When it was created in 2003, the mandate was to monitor the implementation of the $24-billion first ministers’ accord on health-care renewal. When a new health accord worth $41-billion was signed the next year and deemed to be the “fix for a generation,” the health council was, once again, assigned to monitor progress. In addition, the new independent body – funded by the federal government but administered by the provinces – was to “report on Canada’s health system, focusing on best practices and innovation.”

Given its vague assignment and modest budget ($6.5-million a year), the health council has done an admirable job. But it’s not exactly a cornerstone of medicare. In fact, it is fairly ineffectual at monitoring: For example, in analyzing whether the provinces had delivered on their promise to cut waiting times using the $5.5-billion set aside in the accord, the conclusion every year was “maybe.” This is not the fault of the council, but of the provinces, who transformed data-tinkering and vague target-setting into an art form. In other words, it was ineffectual by design.

Where the health council really shone, however, was in highlighting innovative health-care projects across the country. But again, there is little evidence provinces actually used the information to improve the delivery of health care, so what’s the point?

As people trip over each other to decry the death of the health council, let’s not lose sight of its limitations.

The Canadian Medical Association, in a press release, made perhaps the most salient observation, saying Canada needs a national body to report on the performance of the health system. Be that as it may, the Health Council of Canada did not play that role, at least not adequately.

The 2004 health accord was a 10-year deal. It expires in 2014, and the health council should expire along with it.

That being said, if we need and want a body that monitors the quality of health-care in Canada, let’s create one; if we want national standards on the delivery of health care, let’s formulate and enforce them.

But the Health Council of Canada never has and never will do so.

If we want an organization that promotes innovation in health care, let’s create one. But let’s not limit it to publishing reports that nobody acts on. Let’s give it some real purpose and some muscle.

In bemoaning the death of the health council, many have described it as a watchdog. Again, it was no such thing. It had a charming little bark, but absolutely no bite.

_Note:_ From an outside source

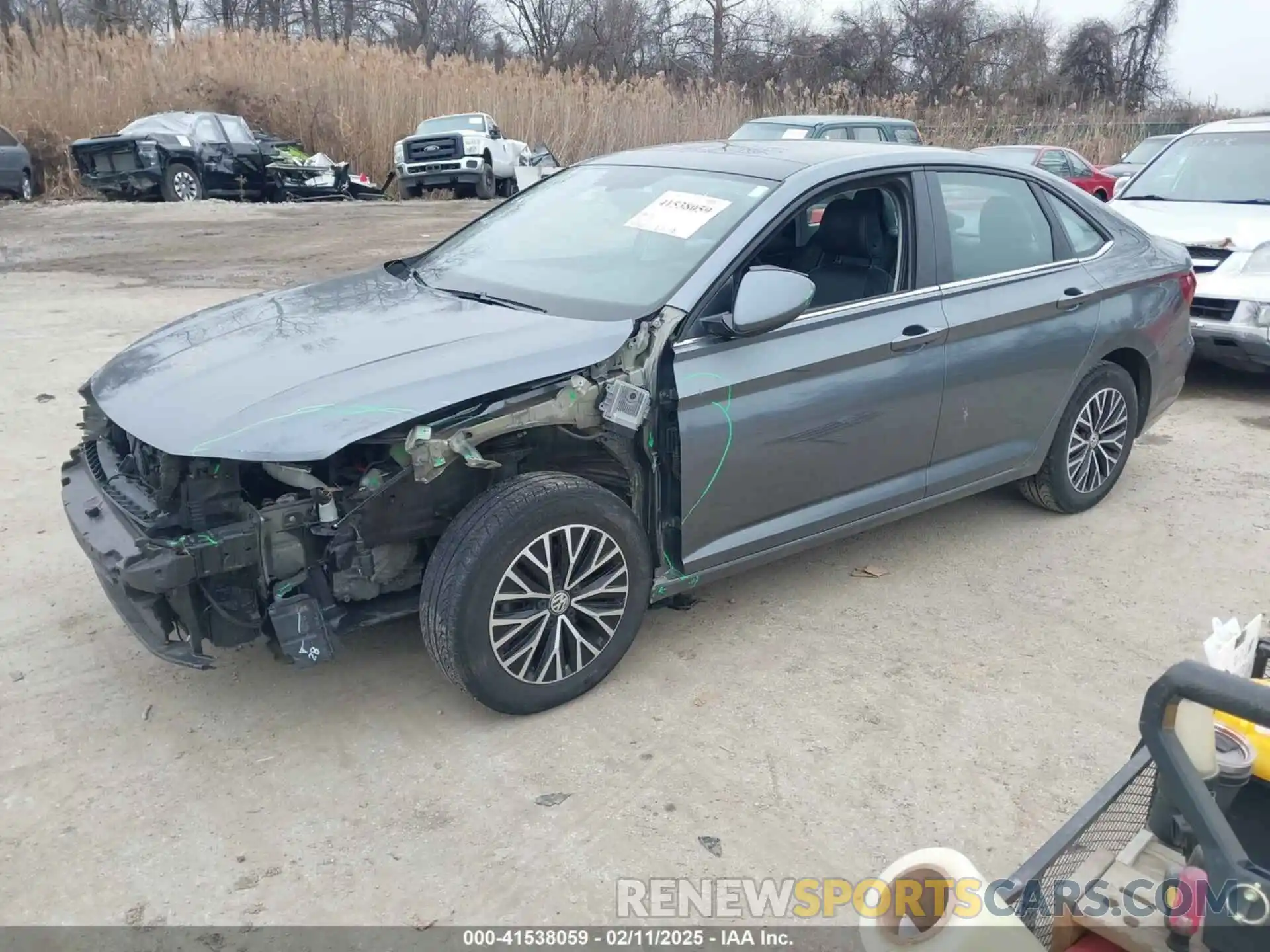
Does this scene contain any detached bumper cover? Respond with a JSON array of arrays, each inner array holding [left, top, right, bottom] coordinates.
[[61, 446, 259, 669], [1191, 317, 1270, 367], [79, 169, 163, 194]]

The provinces are lining up to say the health council is essential (as long as Ottawa pays the bills, of course). But that’s disingenuous.

The Conservative government of Stephen Harper is often criticized for its hands-off attitude to health care, for its desire to transfer health dollars to the provinces and be done with it.

We too often forget the flip side of the coin: The provinces – regardless of whether the party in power is Conservative, Liberal or New Democrat – don’t especially want national standards, they don’t want independent oversight, and they don’t want their money to come from Ottawa with strings attached.

Ottawa imposed a new deal, extending the funding provisions of the health accord, including an increase of six per cent a year, until 2016, then three per cent afterwards. It also removed all the conditions, meaning there really isn’t anything for the Health Council of Canada to monitor.

No point in keeping it for show. The organization should either be beefed up considerably or scrapped.

Either we make a commitment to monitoring, to information sharing, to national standards, to innovation, or we don’t. Either you invest in co-operation to ensure there is a semblance of a national health system, or you don’t.

Our governments, federal and provincial, through their actions if not their words, have opted to not do so. Maintaining the Health Council of Canada in its current incarnation and in the absence of that commitment would amount to putting lipstick on a pig.